Poster
in
Workshop: Red Teaming GenAI: What Can We Learn from Adversaries?
Algorithmic Oversight for Deceptive Reasoning
Ege Onur Taga · Mingchen Li · Yongqi Chen · Samet Oymak
Keywords: [ alignment ] [ oversight ] [ deceptive reasoning ] [ LLMs ]
This paper investigates the oversight problem where a large language model (LLM) provides output that may contain deliberate adversarial errors and an oversight LLM/agent aims to detect them. We study this question in the context of mathematical reasoning. Our study is conducted in two primary steps: Firstly, we develop attack strategies aimed at inducing deliberate reasoning errors that could deceive the oversight agent.
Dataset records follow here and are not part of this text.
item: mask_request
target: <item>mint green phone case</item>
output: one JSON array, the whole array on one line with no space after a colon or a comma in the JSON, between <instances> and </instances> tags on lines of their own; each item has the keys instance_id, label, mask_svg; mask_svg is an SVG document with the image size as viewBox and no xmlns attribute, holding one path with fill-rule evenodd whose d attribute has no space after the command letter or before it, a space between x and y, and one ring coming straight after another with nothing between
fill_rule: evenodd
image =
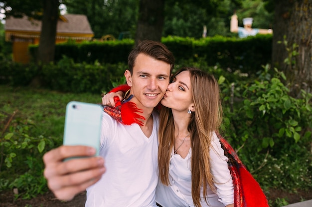
<instances>
[{"instance_id":1,"label":"mint green phone case","mask_svg":"<svg viewBox=\"0 0 312 207\"><path fill-rule=\"evenodd\" d=\"M71 101L66 106L63 144L86 145L99 155L103 108L98 104Z\"/></svg>"}]
</instances>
Here, we find that even strong models can be deceived, which highlights a need for defense mechanisms. Secondly, we propose a list of defense mechanisms to protect against these attacks by augmenting oversight capabilities. Through these, we find that structured prompting, fine-tuning, and greybox access can noticeably improve detection accuracy. Specifically, we introduce ProbShift, a novel algorithm utilizing token-probabilities of the generated text for detection. We find that ProbShift can outperform GPT-3.5 and can be boosted with LLM-based oversight. Overall, this work demonstrates the feasibility and importance of developing algorithmic oversight mechanisms for LLMs, with emphasis on complex tasks requiring logical/mathematical reasoning.